> -----Original Message-----
> From: Stephen Hemminger <stephen@networkplumber.org>
> Sent: Saturday, December 23, 2023 1:18 AM
> To: Xing, Beilei <beilei.xing@intel.com>
> Cc: Burakov, Anatoly <anatoly.burakov@intel.com>; dev@dpdk.org;
> thomas@monjalon.net; ferruh.yigit@amd.com; Richardson, Bruce
> <bruce.richardson@intel.com>; chenbox@nvidia.com; Cao, Yahui
> <yahui.cao@intel.com>
> Subject: Re: [PATCH 4/4] eal: add new args to choose VFIO mode
>
> On Fri, 22 Dec 2023 19:44:53 +0000
> beilei.xing@intel.com wrote:
>
> > From: Beilei Xing <beilei.xing@intel.com>
> >
> > Since now Linux has both of VFIO Container/GROUP & VFIO IOMMUFD/CDEV
> > support, user can determine how to probe the PCI device by the new
> > args "--vfio-mode".
> >
> > Use "--vfio-mode=container" to choose VFIO Container/GROUP, and use
> > "--vfio-mode=iommufd" to choose VFIO IOMMUFD/CDEV.
> >
> > Signed-off-by: Beilei Xing <beilei.xing@intel.com>
> > Signed-off-by: Yahui Cao <yahui.cao@intel.com>
>
> Can't this be automatic, users don't need more EAL options.

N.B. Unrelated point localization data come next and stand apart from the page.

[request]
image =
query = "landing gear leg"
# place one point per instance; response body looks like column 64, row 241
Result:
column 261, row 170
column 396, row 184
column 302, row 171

Thanks for your review. Since Linux supports both VFIO Container/GROUP and VFIO
OMMUFD/CDEV currently, I think user can choose which mode they want. The new
IOMMU features (e.g. PASID/SSID) may be only available through VFIO IOMMUFD/CDEV
interface, VFIO Container/GROUP may be deprecated in future, and then DPDK will
use iommufd mode automatically.
.
@@ -226,6 +226,7 @@ pci_scan_one(const char *dirname, const struct rte_pci_addr *addr)
struct rte_pci_device_internal *pdev;
struct rte_pci_device *dev;
char driver[PATH_MAX];
+ enum rte_vfio_mode vfio_mode;
int ret;
pdev = malloc(sizeof(*pdev));
@@ -317,6 +318,8 @@ pci_scan_one(const char *dirname, const struct rte_pci_addr *addr)
return -1;
}
+ vfio_mode = rte_eal_vfio_mode();
+
/* parse driver */
snprintf(filename, sizeof(filename), "%s/driver", dirname);
ret = pci_get_kernel_driver_by_path(filename, driver, sizeof(driver));
@@ -327,8 +330,10 @@ pci_scan_one(const char *dirname, const struct rte_pci_addr *addr)
}
if (!ret) {
- if (!strcmp(driver, "vfio-pci"))
+ if (!strcmp(driver, "vfio-pci") && vfio_mode == RTE_VFIO_CONTAINER)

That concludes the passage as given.